Where I live we have a very good free paper The Blackmore Vale Magazine. It is packed with all kinds of local information and of course advertiesments, which are what pay for it to be free, of course. It comes out on Fridays (or later, if the lad who delivers them on our road can't persuade his mother to do it for him when he doesn't feel like it) and I like browsing through the various sections, ending up with the Property section at the back. We have no intention of moving, but you know how it is.
At this time of year in any rural area the property market is active, because rural living looks much more attractive when there isn't mud all over the place and silage spreading. I find myself amazed at the
prices being asked for properties in Dorset now. Until Poole became a major port when containerisation developed, Dorset was a very poor area, with farming and tourism its only industries. So house prices were pretty low, and they remained like that right up until the 1990s. We have no motorway (thank goodness!) and only the one rail link along the south coast (Waterloo to Weymouth) and one along the northern boundary (Waterloo/Paddington to Exeter). So we were free from the worst of the London commuter overspill.
All that has changed with the coming of internet working. One of my neighbours worked in London for a while and commuted
daily via Salisbury. It nearly killed him and did not do his home life any good, so he now workes for less money in Poole. But other neighbours work in the City part-time and the rest of the time via the internet, and yet others visit the US to work regularly, although they all consider themselves to be "Dorset residents." And that's not counting the thousands of second-home owners who found they could not afford to buy in the New Forest or the Cotswolds.
The local estate agents have been quick to capitalize on this. Some of them boast that they have London offices or affiliations, so that they can get London prices. I cannot understand why anyone would think this a good thing? That means that you have to pay London prices when you buy as well as when you sell, with knock-on results that we can now all see. I estimate that over half the village where I live is now owned as second-homes. The shop and the garage and the Post Office have closed down. Nearby villages show the same pattern. "Starter homes" are an unbelievable price even when new; if you want to buy anything period, even if it needs "total refurbishment", ie is derelict, the price tag starts at £200k and climbs.
And all this has happened so quickly that local wages just haven't caught up. When we bought this cottage, nine years ago this year, we paid under £100k for it and it is detached and has three/four bedrooms and a good-sized garden, although admittedly it is on a main road. The cottage over the road, with much less land but a similar size, was marketed at the same time for £65k but we didn't want it because of the lack of garden.
That was a second home, incidentally.
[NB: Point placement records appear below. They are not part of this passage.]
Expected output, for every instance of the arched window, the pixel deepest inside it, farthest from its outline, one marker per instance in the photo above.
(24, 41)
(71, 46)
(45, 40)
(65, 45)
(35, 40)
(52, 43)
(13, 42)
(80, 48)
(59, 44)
The person who bought it kept it for several years, did no improvements, then took advantage of the boom in prices and sold it on for £295k!!! Okay so it is a first home now, but the present people will want to recoup their outlay when they sell on and this must be happening everywhere. In this little free magazine, I see many properties for sale at over half a million, and a quarter-million seems to be an average price for anything larger than a boot cupboard on a bypass. I do not think that, this week, there is anything advertised at under £100k, and that includes flats.
Thinking about all this, I realised that actually the house market in Britain is behaving normally. To own your own home has
always been an impossible dream for most people, except when Margaret Thatcher promoted the right-to-buy of Council houses. That released millions of properties into the private market, but more importantly, it promoted a change in people's expectations.
When I was young I went from school to university, which meant I left home, and after university I entered a profession. I expected to have low salaries for years as I worked my way up, and in consequence to have to live cheaply, in bedsits and rented, shared flats. Everyone lived like that if they didn't live at home until they were married. People in their twenties never dreamed of owning their own properties. Working-class people, if that is not an invidious term, knew they never would. That was what Council houses were for. Nowadays people feel aggrieved if they can't in youth "get onto the property ladder". They seem to accept levels of debt commitment - a mortgage on top of repaying further education fees - that would have scared the pants off my generation. Not that anyone would have lent us such vast sums anyway.
But the Council houses are not there any more. And if you look at the private rented sector, costs are again unbelievable to someone of my age. I see properties in the Magazine on the market for over £2 000
per month!! Who on earth earns that kind of money, that they can pour it down the drain, because that after all is what you do when you are renting. Nevertheless, estate agents will say that
somebody must be able to afford these sums of money, because they are paid, and you don't see Hoovervilles or shanty towns of the homeless next to every town. I remember the big prices crash of the early 1990s, although most people seem to have blanked it out. There were crashes before that, occurring regularly back into the 19th century, whenever the bubble burst. Whether our society with its crumbling welfare system would be able to support the consequences of another crash, is another matter.